Speaking at a Google-sponsored panel discussion in Washington yesterday, CIA analyst Sean Dennehy said the government agency was struggling to adopt the Web 2.0 ethos of sharing information through blogs and social networks.
Dennehy said: "Trying to implement these tools in the intelligence community is basically like telling people that their parents raise them wrong."
He was addressing the CIA's three-year-old wiki-tool, Intellipedia, which like Wikipedia, features user-generated and community-edited informative articles on the CIA's own secure intranet.
Dennehy said Intellipedia has split the agency between those that clearly see the benefits and those that are sitting on the fence.

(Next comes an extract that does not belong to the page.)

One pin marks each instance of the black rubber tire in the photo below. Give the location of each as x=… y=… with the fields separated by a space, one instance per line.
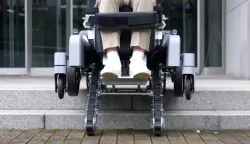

Dennehy claims it challenges the customs of the CIA "because we grew up in this kind of need to know culture and now we need to balance between need to know and need to share".
Since its pilot launch in 2005, Intellipedia has slowly gained the confidence of some of its detractors, and now boasts about 4,000 page edits per day.
Lt Col Patrick Michaelis, also speaking at the Google event, said the US Army was also struggling to implement Web 2.0 into its everyday procedures.
Michaelis helped developed the US Army's Cavnet platform, an online forum for soldiers to share intelligence while in combat. However, the army has regularly cracked down on soldiers using other methods of social networking, including Facebook, Twitter and Flickr.
He said: "In essence we're still culturally a hierarchy when it comes to transferring knowledge and data. It is always a challenge to connect the bottom to the top."